Investors are likely to await signs of economic recovery and simpler procedures for investment and may yet prefer routing their funds through institutions for want of a better understanding of local companies and markets, experts said on Monday.
“There will not be an immediate inflow of funds in India as foreign investors will wait for economic conditions in India and outside to improve,” said Raamdeo Agrawal, joint managing director, Motilal Oswal Financial Services.
“We may see funds coming in the second half of 2012,” he added.
In a bid to widen and deepen the Indian capital market, the finance ministry on Sunday allowed qualified foreign individuals (QFIs) and pension funds to invest directly in equity markets.
“The move will not have any significant impact on attracting foreign funds as there are not too many investors outside (of India) looking to invest directly in Indian equities,” said Avinash Gupta, leader, financial advisory, Deloitte India. “A foreign investor will not prefer direct exposure in Indian equities because of a lack of knowledge about Indian equities and would invest through fund houses,” he said.

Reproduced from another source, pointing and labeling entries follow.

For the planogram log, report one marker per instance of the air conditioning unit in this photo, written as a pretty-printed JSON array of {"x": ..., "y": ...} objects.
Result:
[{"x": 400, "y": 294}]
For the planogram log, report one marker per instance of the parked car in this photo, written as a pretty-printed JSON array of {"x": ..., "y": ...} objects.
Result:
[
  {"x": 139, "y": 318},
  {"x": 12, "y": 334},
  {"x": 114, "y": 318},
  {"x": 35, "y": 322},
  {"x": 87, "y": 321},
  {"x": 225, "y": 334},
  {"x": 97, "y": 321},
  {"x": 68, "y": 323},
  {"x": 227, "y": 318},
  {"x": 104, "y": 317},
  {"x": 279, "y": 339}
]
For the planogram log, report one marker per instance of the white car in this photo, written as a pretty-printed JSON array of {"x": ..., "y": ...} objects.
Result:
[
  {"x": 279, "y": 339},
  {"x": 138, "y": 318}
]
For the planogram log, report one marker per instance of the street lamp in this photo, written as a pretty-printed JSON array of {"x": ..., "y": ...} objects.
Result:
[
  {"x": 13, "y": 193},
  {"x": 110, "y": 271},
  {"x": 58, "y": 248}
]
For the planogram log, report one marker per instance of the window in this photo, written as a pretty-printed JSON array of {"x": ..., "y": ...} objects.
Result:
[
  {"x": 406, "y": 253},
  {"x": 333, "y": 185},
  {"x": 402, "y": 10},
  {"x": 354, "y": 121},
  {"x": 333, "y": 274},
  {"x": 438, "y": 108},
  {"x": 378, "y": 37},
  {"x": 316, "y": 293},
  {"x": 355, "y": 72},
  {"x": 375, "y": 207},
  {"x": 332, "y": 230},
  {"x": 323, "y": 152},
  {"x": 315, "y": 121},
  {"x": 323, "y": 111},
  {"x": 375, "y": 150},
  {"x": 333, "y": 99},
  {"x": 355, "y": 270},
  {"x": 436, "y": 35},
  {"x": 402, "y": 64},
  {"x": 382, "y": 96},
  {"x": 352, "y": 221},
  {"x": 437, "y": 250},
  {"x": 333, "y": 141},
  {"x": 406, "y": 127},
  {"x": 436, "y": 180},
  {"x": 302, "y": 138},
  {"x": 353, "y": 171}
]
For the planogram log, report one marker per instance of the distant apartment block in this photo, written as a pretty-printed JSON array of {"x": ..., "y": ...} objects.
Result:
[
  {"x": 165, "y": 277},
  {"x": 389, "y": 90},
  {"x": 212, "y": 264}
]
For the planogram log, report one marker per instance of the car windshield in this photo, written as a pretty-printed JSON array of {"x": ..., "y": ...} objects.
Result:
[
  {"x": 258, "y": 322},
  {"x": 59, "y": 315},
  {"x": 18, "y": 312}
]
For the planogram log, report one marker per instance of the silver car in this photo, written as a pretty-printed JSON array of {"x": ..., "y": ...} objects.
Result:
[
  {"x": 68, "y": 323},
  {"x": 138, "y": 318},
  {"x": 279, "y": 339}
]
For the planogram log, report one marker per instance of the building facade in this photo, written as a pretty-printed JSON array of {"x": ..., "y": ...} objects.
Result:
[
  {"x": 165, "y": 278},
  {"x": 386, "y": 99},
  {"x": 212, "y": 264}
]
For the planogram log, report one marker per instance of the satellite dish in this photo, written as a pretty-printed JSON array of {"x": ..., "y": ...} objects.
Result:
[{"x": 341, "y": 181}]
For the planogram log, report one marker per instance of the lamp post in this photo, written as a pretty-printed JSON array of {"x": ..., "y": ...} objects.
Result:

“It is easy for a foreign investor to invest through an offshore fund or an India-specific fund that provides him insights about Indian conditions rather than doing research on his own,” said Gaurav Dua, head of research at brokerage firm Sharekhan.
Experts also feel that if government wants to lure foreign investors, it would also have to make processes simpler. “The process of investing should be made very simple by removing paper chases, introducing easy KYC (Know Your Customer) norms and enabling quick buying, selling and collection of money online,” said Agrawal.